I made the acquaintance of the household pets: a hairless dog named Pippo-according to Amalia it kept excellent watch, though it inspired little confidence, old as it was, blind in one eye, and apparently addled-and three cats. Two were peevish and willful, the third, a sort of Angora, with thick, soft black fur, was graceful when asking for food, rubbing against my pant leg and emitting a seductive rumble. I love all animals, I think (did I not join an antivivisection league?), but one cannot control instinctive attraction. I liked the third cat best and gave it the choicest morsels. I asked Amalia what the cats’ names were, and she replied that cats don’t have names since they’re not God-fearing creatures like dogs. I asked if I could call the black cat Matù, and she said I could, if kitty, kitty, kitty wasn’t good enough for me, but I could tell she was thinking that city people, even Signorino Yambo, had crickets in their heads.
Crickets (real ones) were making a great racket outside, and I went into the courtyard to listen to them.
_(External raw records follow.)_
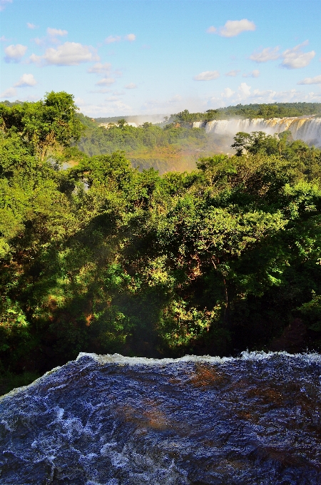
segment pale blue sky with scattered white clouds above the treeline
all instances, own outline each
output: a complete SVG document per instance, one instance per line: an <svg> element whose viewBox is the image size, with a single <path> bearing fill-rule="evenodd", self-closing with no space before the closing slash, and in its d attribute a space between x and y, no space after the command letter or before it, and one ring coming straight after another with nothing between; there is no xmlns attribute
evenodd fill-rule
<svg viewBox="0 0 321 485"><path fill-rule="evenodd" d="M0 99L88 116L321 102L320 0L0 0Z"/></svg>

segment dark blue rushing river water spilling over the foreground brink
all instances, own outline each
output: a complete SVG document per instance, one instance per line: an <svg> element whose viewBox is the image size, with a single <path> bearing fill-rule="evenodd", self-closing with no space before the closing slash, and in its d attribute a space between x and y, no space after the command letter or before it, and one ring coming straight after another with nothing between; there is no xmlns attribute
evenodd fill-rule
<svg viewBox="0 0 321 485"><path fill-rule="evenodd" d="M79 354L0 399L0 484L321 483L321 356Z"/></svg>

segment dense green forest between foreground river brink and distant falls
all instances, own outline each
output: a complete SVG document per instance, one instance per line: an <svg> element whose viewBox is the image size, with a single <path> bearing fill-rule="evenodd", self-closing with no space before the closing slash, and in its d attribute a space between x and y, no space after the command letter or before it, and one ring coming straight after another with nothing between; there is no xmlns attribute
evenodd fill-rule
<svg viewBox="0 0 321 485"><path fill-rule="evenodd" d="M277 349L293 322L320 352L321 151L238 133L161 175L126 151L205 131L118 126L97 155L91 123L65 92L0 103L0 394L78 352Z"/></svg>

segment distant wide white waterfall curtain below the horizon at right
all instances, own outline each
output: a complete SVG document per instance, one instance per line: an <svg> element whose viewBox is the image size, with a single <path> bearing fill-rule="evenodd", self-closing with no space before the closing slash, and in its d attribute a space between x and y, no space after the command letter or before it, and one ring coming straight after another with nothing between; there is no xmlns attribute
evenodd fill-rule
<svg viewBox="0 0 321 485"><path fill-rule="evenodd" d="M200 128L202 125L199 123L202 122L193 123L193 127ZM207 133L226 136L235 136L235 133L238 133L238 131L245 131L245 133L264 131L268 135L274 135L285 130L290 130L295 140L300 139L309 145L321 146L321 118L312 116L272 118L270 120L265 120L264 118L215 120L209 121L205 125Z"/></svg>

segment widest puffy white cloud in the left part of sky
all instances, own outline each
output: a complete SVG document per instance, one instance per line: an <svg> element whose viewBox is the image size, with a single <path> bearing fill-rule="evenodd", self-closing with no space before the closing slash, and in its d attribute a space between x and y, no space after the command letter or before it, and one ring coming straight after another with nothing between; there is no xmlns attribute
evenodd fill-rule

I looked at the sky, hoping to discover familiar figures. Constellations, just constellations from an astronomy atlas. I recognized the Great Bear, but as one of those things I had always heard about. I had come this far to learn that the encyclopedias were right. Return to the interiorem bominem and you will find Larousse.
I said to myself: Yambo, your memory is made of paper. Not of neurons, but of pages. Maybe someday someone will invent an electronic contraption allowing people to travel by computer among all the pages ever written, from the beginning of the world till today, and to pass from one to another with the touch of a finger, without knowing any longer where or who they are, and then everyone will be like you.
Still awaiting my misery’s company, I went to bed.
I had just dozed off when I heard a voice calling me. It invited me to the window with a rasping, insistent pssst pssst. Who could be calling me from outside, hanging from the shutters? I flung them open and saw a whitish shadow flee into the night. It was, as Amalia explained to me the next morning, a barn owl: when houses are empty these creatures like to take up residence in attics or gutters, I’m not sure which, but as soon as they detect the presence of humans, they move elsewhere. Too bad. Because that barn owl fleeing into the night caused me to feel again what I had described to Paola as a mysterious flame. That barn owl, or one of its kind, must have belonged to me, must have woken me on other nights and on other nights fled into the dark, a clumsy, pea-witted ghost. Pea-witted? I could not have learned that word from the encyclopedias either. It must have come from within, or from before.
My sleep was full of restless dreams, and at a certain point I woke up with a sharp pain in my chest. The first thing I thought was heart attack-they say they start like that-but then I got up without thinking and went to look in the medicine bag that Paola had given me, and took a Maalox. Maalox, so gastritis. You have an attack of gastritis when you eat something you should not. In reality I had simply eaten too much: Paola had told me to practice self-control, and when she was around had watched me like a hawk, but now it was time I learned to watch myself. Amalia would be of no help, since in the peasant tradition eating a lot is always healthy-what is unhealthy is when there is nothing to eat.
There was so much I still had to learn.